One of the many challenges facing the evidence-informed teacher or school leader is knowing when to trust the experts (Willingham, 2012). Great importance is often ascribed to meta-analysis in the EEF’s Teaching and Learning Toolkit (for example, see (Teaching and Learning Toolkit, 2018)), and by influential commentators such as John Hattie (Hattie, 2008), and as such, has an impact on our understanding of what makes effective learning. When considering approaches such as metacognition, the evidence base for which draws heavily on meta-analysis, it is therefore essential for teachers and school leaders to be aware of the limitations of this approach to enable them to make appropriate use of research evidence.

Understanding meta-analysis

Meta-analyses are conducted as follows:

‘Individual studies report quantitative measures of the outcomes of particular interventions; meta-analysts collect studies in a given area, convert outcome measures to a common metric and combine those to report an estimate which they claim represents the impact or influence of interventions in that area. Meta-meta-analysis then takes the results of metaanalyses, collected in broader fields, and combines those estimates to provide a rank ordering of those fields which make the most difference.’ ((Simpson, 2017), p. 450)

There are a number of advantages of meta-analysis when conducted as part of a systematic review:

  • Large amounts of information can be assimilated quickly
  • The delay between research ‘discoveries’ and implementation of effective programmes can be reduced
  • Results of different studies can be compared to establish generalisability
  • Reasons for inconsistency across studies can be identified and new hypotheses generated ((Greenhalgh, 2014), p. 118).

Despite these advantages, Adrian Simpson (Simpson, 2017) points out two key assumptions associated with metaanalyses which do not stand up to critical scrutiny. The first is that larger effect sizes are associated with greater educational significance. The second is that two or more different studies on the same interventions can have their effect sizes combined to give a meaningful estimate of the intervention’s educational importance.

“Effect size’ is simply a way of quantifying the size of the difference between two groups… It is particularly valuable for quantifying the effectiveness of a particular intervention relative to some comparison’. ((Coe, 2017), p. 339)

Simpson (Simpson, 2017) identifies three reasons as to why these assumptions do not hold.

1. Unequal comparator groups

Studies that have used different types of comparator groups cannot be accurately combined to report meaningfully on effect size.

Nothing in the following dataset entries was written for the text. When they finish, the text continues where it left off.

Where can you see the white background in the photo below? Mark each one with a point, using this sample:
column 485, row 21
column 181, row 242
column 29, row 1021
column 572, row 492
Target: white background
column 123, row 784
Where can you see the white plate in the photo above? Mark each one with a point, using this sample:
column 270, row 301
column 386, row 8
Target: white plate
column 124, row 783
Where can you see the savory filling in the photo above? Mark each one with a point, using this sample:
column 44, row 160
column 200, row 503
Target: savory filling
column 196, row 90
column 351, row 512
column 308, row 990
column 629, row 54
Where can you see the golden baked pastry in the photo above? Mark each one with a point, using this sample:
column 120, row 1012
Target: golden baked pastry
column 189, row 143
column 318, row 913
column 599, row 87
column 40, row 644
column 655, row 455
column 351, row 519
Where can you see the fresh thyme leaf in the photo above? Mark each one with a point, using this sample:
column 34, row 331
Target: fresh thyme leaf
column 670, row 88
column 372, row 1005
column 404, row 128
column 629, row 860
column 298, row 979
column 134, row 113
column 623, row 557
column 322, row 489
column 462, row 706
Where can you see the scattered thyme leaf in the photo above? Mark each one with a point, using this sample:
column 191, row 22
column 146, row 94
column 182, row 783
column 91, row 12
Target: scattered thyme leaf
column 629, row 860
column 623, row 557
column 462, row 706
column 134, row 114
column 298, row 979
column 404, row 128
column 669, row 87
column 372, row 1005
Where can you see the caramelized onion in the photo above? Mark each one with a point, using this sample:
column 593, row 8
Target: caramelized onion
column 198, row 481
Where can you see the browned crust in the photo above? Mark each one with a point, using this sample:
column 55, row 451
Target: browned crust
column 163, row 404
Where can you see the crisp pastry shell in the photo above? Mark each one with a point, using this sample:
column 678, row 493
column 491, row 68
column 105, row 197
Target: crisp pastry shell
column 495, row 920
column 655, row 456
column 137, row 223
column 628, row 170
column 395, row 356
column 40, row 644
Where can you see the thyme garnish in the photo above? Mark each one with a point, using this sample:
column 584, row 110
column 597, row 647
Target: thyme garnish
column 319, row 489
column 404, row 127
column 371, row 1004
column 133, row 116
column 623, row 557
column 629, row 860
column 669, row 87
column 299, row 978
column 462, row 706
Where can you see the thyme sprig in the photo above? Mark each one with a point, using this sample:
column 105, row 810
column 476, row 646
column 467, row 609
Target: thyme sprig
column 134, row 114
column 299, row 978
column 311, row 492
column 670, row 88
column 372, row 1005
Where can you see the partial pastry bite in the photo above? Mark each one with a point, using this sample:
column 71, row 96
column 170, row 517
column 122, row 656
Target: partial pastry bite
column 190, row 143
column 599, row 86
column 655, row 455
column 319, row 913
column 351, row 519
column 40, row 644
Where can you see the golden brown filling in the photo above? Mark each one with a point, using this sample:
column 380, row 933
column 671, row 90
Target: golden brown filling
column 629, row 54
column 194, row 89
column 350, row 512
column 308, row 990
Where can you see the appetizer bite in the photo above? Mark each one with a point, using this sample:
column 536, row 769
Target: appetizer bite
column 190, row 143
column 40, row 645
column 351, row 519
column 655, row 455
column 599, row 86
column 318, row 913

For example, if two studies report the effect size of text message feedback on essays, we cannot reasonably compare them or combine them if one study uses no feedback for the comparator group, and the other uses short written feedback for the comparator group (Simpson, 2017).

2. Range restriction

Unless the interventions combine studies that use the same range of students, the combined effect size is unlikely to be an accurate estimate of the ‘true’ effect size of the intervention. For example, if an intervention measuring attainment includes only high-attaining students, the range of scores they will achieve on a test will be more restricted than the same study conducted across the year group, so the effect size will appear much larger. The different ranges of students used in interventions may influence the impact of an intervention and the effect size (Simpson, 2017).

3. Measure design

Researchers can directly influence effect size by choices they make about how they seek to measure the effect. If you undertake an intervention to improve algebra scores, for example, you could choose to use a measure specifically designed to ‘measure’ algebra. Or, you could use a measure of general mathematical competence that includes an element of algebra. The effect size of the former will be greater than the latter, due to the precisions of the measure used. Furthermore, increasing the number of test items can influence the effect size. Simulations suggest that if the number of questions used to measure the effectiveness of an intervention is increased, this may increase the effect size by a large amount (Simpson, 2017).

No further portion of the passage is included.